Let's face it, there are a lot of IFR procedures we don't use in our everyday flying. If you're an instrument-rated pilot and fly IFR all the time, how many times have you flown these procedures in the past 12 months?

1) Missed Approach Procedures

I'm not just talking about briefing a missed approach procedure. When was the last time you actually flew an entire missed approach procedure? If you're practicing with a friend, tell them to call for one missed approach at a random point during your practice session.

2) "Green Needle" Holding

While many holding patterns are established off VORs, we usually use GPS overlays for holding procedures. Try flying a raw-data "green needle" hold using nothing but your NAV Radio/HSI and DME.


3) Procedure Turns

A procedure turn is a course reversal to help you line yourself up on the final approach course of an instrument approach. These procedure turns are flown in the direction indicated by the graphically depicted barbed arrow.

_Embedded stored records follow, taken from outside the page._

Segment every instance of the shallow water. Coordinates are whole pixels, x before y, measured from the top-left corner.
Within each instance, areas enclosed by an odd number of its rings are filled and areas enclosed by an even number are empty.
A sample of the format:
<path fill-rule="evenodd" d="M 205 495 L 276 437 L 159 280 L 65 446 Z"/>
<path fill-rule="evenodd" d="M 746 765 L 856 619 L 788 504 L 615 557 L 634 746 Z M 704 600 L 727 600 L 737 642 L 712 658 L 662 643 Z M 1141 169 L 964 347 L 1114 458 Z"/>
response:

Headings are provided for course reversals using the 45-degree type procedure turn, but you do have more options, including the teardrop procedure turn, and the 80 degree/260 degree course reversal.

4) Filing IFR Flight Plans (Airline Pilots)

If you're an airline pilot, when was the last time you filed your own IFR flight plan? Do you remember all of the filing verbiage and how to plan out your own routing/alternates?

5) VOR Approaches

Most pilots fly ILS/LOC or RNAV GPS approaches. When was the last time you flew a VOR approach using nothing but green needles and no GPS overlay?

6) Partial-Panel Procedures

There's nothing like flying a partial-panel approach to minimums to get your blood pressure up! Practice with a friend or CFI to keep your skills sharp.